Back to all videos

AIE Singapore Day 2 ft. Google DeepMind, OpenClaw, Adaption, Arize, Cloudflare, Robot Company & more

By AI Engineer

their architecture evaluation tool calling data infrastructure

Share:

Key Concepts

Agentic Harnesses: The environment, toolchains, and guardrails surrounding an AI agent that ensure reliability and success.
Context Management: Strategic handling of data (truncation, compression, and memory) to prevent context window overflow while maintaining task focus.
Operational Design Domains (ODD): Defining the specific constraints and boundaries within which an AI system is tested and expected to perform.
Code Mode: A paradigm where models write code to interact with tools rather than making sequential, costly API calls, reducing latency and token usage.
V8 Isolates: A secure, lightweight, serverless runtime environment used for executing untrusted AI-generated code.
Synthetic Data Generation: Using AI to augment test sets, particularly for edge cases in mission-critical scenarios.
Agentic Telemetry/Observability: Real-time monitoring of agent behavior to identify root causes of failures (e.g., "agent-shaped problems").
Company Brain: A centralized, synthesized source of truth (context graph) that integrates disparate data sources (Slack, Notion, GitHub) for agents to operate reliably.
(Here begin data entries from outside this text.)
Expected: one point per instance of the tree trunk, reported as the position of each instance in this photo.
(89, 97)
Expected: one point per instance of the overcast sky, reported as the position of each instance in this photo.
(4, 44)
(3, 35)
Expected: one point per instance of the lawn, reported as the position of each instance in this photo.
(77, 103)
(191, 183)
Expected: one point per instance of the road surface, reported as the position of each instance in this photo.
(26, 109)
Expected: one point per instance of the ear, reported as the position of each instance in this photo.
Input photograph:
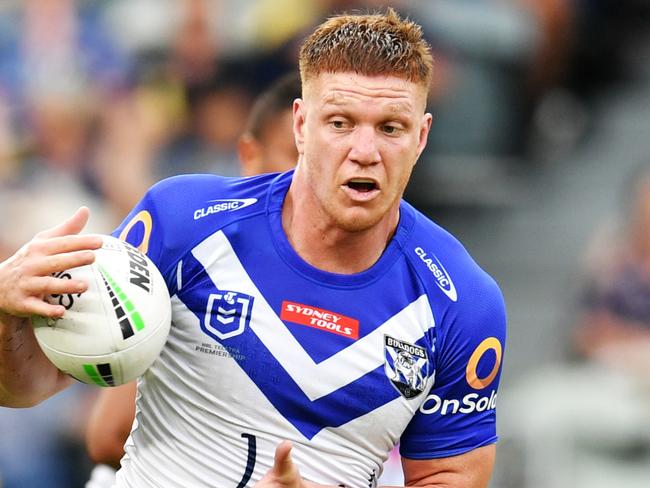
(249, 153)
(425, 127)
(299, 115)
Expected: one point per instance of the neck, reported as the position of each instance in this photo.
(320, 242)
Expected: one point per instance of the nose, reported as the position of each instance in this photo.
(364, 150)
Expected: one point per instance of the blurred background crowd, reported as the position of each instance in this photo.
(538, 160)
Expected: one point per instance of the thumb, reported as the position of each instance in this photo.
(283, 465)
(72, 225)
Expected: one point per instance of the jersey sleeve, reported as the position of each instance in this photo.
(147, 225)
(459, 412)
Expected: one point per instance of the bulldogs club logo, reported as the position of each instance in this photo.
(406, 366)
(227, 314)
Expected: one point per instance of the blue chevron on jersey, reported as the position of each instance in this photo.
(330, 403)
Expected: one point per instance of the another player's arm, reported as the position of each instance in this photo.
(27, 377)
(110, 424)
(469, 470)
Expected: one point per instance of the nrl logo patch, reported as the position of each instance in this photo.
(227, 314)
(406, 365)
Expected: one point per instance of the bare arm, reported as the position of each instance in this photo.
(26, 376)
(470, 470)
(110, 424)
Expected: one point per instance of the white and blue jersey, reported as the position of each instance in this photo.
(265, 347)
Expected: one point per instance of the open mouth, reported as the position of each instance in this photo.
(362, 185)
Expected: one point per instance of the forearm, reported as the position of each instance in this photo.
(27, 377)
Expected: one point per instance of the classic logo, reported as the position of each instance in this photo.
(439, 273)
(320, 319)
(225, 205)
(227, 314)
(406, 366)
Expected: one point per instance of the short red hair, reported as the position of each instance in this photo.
(372, 44)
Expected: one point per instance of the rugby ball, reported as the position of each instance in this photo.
(111, 333)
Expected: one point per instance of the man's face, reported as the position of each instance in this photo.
(359, 137)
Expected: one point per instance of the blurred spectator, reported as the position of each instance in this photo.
(614, 326)
(42, 446)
1. Building and Scaling AI Agents

The conference emphasized that building reliable agents requires moving beyond simple prompts.

Staying on Task: Agents often fail due to "attention problems" rather than hallucination. Planning is the solution: agents must explicitly define a to-do list (states: pending, blocked, in progress, completed) before executing actions.
Context Management: Strategies include "compressing values, not structure" (keeping JSON structure but truncating large strings) and using "large JSON" abstractions where data is stored in memory and referenced by ID.
Debugging: The feedback loop is critical. Teams are moving toward "Agentic IDEs" where agents read telemetry data (traces) to iterate on their own fixes.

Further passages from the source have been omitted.